This thread encapsulates my mood this week in a lot of ways.

For the first six weeks or so, I felt like I was doing really well.

WFH had a novelty effect, and certain upsides, and that was good. https://twitter.com/PAG1962/status/1259925868866043910
Combining childcare and WFH went much better than I expected. That produced a bit of a self-satisfied 'superdad' glow. The 'crisis' dynamic meant there was an immediacy to the work, that had to 'get done.' I really felt like I was hugely effective and productive.
The bloom now feels off the rose. Charlie is less entertained by the TV, and I am less able to filter him out when he is you know, just being a wee guy. I feel crap ignoring a morning hug to finish a sentence. My concentration feels like it seeping through my ears.
This creates a guilt compound effect. Instead of feeling smug about combining work and childcare, I am feeling guilty about doing both badly.

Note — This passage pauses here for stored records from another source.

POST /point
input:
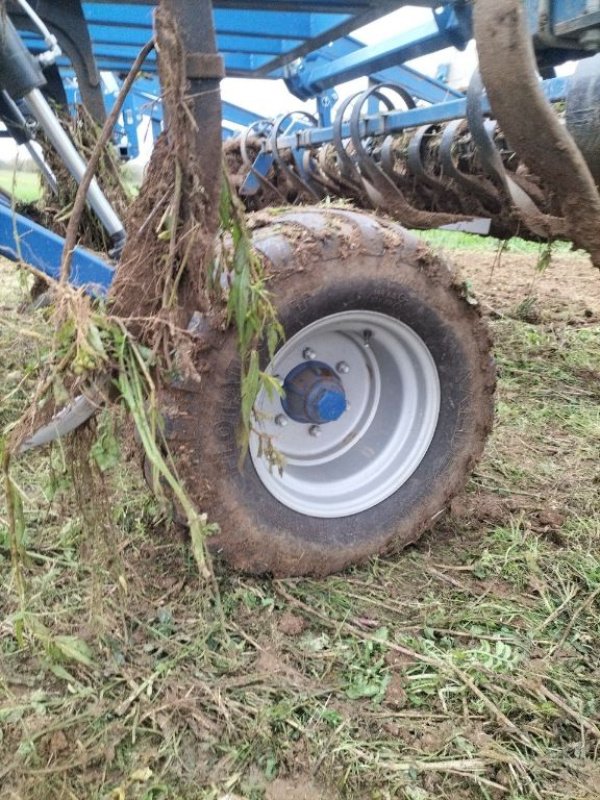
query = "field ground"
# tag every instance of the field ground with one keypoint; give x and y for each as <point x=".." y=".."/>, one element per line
<point x="466" y="667"/>
<point x="24" y="185"/>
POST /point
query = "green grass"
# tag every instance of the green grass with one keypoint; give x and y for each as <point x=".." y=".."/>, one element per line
<point x="25" y="186"/>
<point x="457" y="240"/>
<point x="464" y="668"/>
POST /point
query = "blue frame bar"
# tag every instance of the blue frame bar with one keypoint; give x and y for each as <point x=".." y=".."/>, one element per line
<point x="23" y="240"/>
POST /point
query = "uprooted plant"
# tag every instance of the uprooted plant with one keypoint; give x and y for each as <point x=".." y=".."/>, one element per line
<point x="124" y="351"/>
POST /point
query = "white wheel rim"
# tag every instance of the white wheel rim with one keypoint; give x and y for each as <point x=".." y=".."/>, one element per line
<point x="393" y="402"/>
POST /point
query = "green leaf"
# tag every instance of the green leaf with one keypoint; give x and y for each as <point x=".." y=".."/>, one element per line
<point x="73" y="649"/>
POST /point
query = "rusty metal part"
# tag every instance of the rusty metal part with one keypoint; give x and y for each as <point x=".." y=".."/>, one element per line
<point x="301" y="184"/>
<point x="392" y="198"/>
<point x="483" y="134"/>
<point x="247" y="161"/>
<point x="507" y="64"/>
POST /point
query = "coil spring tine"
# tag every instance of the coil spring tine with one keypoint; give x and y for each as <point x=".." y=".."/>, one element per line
<point x="491" y="161"/>
<point x="481" y="188"/>
<point x="392" y="198"/>
<point x="297" y="182"/>
<point x="347" y="166"/>
<point x="247" y="161"/>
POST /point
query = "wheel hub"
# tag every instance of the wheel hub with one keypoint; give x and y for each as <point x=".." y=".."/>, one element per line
<point x="349" y="435"/>
<point x="313" y="393"/>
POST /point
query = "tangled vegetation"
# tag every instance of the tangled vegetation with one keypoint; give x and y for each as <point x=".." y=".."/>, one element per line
<point x="465" y="668"/>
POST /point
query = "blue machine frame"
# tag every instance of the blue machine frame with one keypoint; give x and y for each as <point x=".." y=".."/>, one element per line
<point x="309" y="45"/>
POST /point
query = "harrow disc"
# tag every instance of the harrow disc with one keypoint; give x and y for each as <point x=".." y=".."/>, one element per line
<point x="388" y="400"/>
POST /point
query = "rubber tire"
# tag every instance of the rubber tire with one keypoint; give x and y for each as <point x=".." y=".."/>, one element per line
<point x="323" y="262"/>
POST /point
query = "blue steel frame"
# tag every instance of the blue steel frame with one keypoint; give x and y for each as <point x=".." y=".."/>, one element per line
<point x="309" y="45"/>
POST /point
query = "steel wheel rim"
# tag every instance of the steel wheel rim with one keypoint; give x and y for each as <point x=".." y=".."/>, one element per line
<point x="359" y="460"/>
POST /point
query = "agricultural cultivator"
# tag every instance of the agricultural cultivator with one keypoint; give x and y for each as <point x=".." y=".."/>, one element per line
<point x="368" y="416"/>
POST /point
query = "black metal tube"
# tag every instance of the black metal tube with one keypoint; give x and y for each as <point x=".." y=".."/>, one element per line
<point x="196" y="26"/>
<point x="20" y="73"/>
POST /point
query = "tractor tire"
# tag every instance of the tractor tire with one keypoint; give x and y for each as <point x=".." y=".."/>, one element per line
<point x="415" y="362"/>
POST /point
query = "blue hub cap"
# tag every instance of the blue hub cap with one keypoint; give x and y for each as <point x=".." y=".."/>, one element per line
<point x="313" y="393"/>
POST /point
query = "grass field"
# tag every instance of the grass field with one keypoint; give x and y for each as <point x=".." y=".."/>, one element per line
<point x="24" y="185"/>
<point x="465" y="668"/>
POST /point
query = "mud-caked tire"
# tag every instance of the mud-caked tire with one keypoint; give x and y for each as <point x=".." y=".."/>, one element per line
<point x="326" y="262"/>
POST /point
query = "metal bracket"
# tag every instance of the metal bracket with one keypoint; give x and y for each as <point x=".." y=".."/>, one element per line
<point x="67" y="22"/>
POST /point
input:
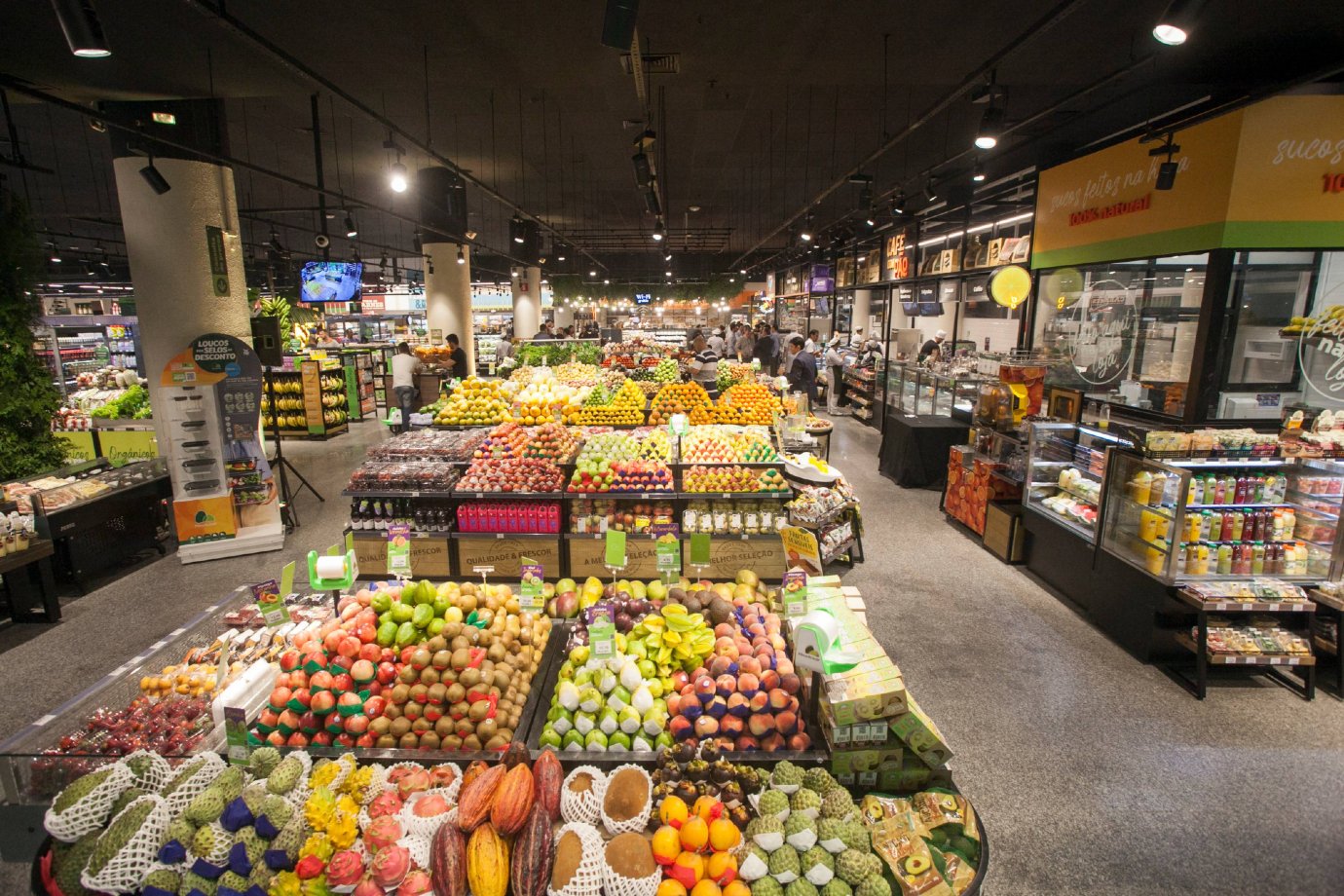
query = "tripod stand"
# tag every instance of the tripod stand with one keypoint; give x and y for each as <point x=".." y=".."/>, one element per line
<point x="282" y="467"/>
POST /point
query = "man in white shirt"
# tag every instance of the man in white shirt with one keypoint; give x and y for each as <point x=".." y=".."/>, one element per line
<point x="405" y="365"/>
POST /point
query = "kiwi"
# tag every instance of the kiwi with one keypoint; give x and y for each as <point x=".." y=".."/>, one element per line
<point x="626" y="794"/>
<point x="569" y="853"/>
<point x="630" y="854"/>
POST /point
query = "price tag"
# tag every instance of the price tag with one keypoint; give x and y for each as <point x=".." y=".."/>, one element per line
<point x="795" y="594"/>
<point x="530" y="591"/>
<point x="601" y="631"/>
<point x="272" y="605"/>
<point x="615" y="555"/>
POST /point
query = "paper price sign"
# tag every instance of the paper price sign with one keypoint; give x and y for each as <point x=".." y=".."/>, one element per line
<point x="399" y="549"/>
<point x="795" y="594"/>
<point x="601" y="631"/>
<point x="530" y="592"/>
<point x="271" y="604"/>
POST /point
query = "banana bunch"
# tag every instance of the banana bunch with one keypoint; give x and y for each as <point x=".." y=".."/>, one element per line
<point x="675" y="638"/>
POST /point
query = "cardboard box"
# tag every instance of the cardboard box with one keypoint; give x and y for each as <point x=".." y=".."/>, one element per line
<point x="919" y="732"/>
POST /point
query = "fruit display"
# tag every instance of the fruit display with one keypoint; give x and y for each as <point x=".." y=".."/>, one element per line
<point x="676" y="397"/>
<point x="550" y="441"/>
<point x="449" y="446"/>
<point x="732" y="478"/>
<point x="728" y="445"/>
<point x="474" y="402"/>
<point x="402" y="475"/>
<point x="637" y="517"/>
<point x="508" y="516"/>
<point x="732" y="517"/>
<point x="512" y="474"/>
<point x="409" y="666"/>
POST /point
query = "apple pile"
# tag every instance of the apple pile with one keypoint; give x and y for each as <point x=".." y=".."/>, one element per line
<point x="511" y="474"/>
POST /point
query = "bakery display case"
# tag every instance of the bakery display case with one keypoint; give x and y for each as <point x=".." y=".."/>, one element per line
<point x="1191" y="519"/>
<point x="1066" y="467"/>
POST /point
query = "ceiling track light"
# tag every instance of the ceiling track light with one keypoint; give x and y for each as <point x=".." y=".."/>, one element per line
<point x="1175" y="24"/>
<point x="82" y="28"/>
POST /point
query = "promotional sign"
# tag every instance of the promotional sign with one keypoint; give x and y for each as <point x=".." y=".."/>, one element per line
<point x="223" y="488"/>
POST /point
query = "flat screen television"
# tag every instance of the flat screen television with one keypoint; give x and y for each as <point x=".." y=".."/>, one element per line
<point x="331" y="282"/>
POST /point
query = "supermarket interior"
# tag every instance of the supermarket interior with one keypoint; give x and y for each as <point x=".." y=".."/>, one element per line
<point x="398" y="498"/>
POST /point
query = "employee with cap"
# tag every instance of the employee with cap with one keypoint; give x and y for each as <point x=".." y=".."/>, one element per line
<point x="934" y="346"/>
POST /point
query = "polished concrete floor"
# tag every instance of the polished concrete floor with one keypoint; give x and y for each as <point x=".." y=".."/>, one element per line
<point x="1093" y="772"/>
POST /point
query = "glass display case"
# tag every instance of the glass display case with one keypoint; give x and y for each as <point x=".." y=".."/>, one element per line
<point x="1196" y="519"/>
<point x="1066" y="471"/>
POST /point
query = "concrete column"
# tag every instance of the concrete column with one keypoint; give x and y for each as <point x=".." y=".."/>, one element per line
<point x="448" y="294"/>
<point x="862" y="305"/>
<point x="527" y="303"/>
<point x="177" y="294"/>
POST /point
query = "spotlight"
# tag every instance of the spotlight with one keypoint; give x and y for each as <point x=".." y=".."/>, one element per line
<point x="155" y="177"/>
<point x="990" y="127"/>
<point x="1175" y="24"/>
<point x="82" y="28"/>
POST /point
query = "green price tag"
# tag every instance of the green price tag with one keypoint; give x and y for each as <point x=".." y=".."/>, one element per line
<point x="700" y="548"/>
<point x="615" y="548"/>
<point x="601" y="631"/>
<point x="286" y="579"/>
<point x="530" y="592"/>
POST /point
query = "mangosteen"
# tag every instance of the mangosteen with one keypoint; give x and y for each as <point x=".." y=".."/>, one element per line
<point x="731" y="793"/>
<point x="739" y="815"/>
<point x="686" y="792"/>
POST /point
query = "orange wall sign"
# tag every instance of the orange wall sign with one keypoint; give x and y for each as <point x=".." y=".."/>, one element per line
<point x="1259" y="177"/>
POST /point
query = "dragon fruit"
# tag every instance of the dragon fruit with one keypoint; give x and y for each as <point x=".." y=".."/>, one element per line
<point x="382" y="833"/>
<point x="416" y="884"/>
<point x="344" y="868"/>
<point x="390" y="865"/>
<point x="385" y="803"/>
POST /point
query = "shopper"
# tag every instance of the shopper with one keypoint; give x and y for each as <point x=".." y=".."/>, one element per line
<point x="933" y="346"/>
<point x="704" y="365"/>
<point x="462" y="367"/>
<point x="835" y="372"/>
<point x="803" y="370"/>
<point x="405" y="367"/>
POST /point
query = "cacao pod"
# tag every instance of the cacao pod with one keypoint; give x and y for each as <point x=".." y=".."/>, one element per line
<point x="476" y="799"/>
<point x="512" y="800"/>
<point x="547" y="779"/>
<point x="448" y="861"/>
<point x="487" y="863"/>
<point x="534" y="853"/>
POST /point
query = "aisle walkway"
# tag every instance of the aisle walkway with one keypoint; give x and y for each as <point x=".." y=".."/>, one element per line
<point x="1095" y="772"/>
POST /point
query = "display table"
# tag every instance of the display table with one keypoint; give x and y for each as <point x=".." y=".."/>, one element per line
<point x="915" y="449"/>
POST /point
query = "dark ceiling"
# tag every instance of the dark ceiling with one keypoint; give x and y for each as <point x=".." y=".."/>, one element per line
<point x="771" y="103"/>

I think this is oddly why that latest 'Owen Jones' stooshie has triggered a lot of people. It has that ugly grain of truth.
I feel genuinely lucky to be comfortable financially. I feel lucky to have a wonderful wee toddler whose joyful development is a living testament to the fact that our lives are not in fact temporally frozen.
This process must be so grim for financially precarious single twenty-somethings.

However, it is still hard trying to do childcare, work, housework and exercise each day.
I guess the point is that quality of life is not binary. Anxieity is not binary. They exist on a spectrum.

It is ok to find this difficult, even if others have it much harder than you.
One regrettable thing is that it feels like we are all starting to give each other, and ourselves, more of a hard time. This is a time of shortage, but if we try, we can try not to run out of the empathy and compassion that are the cornerstones of our way forward.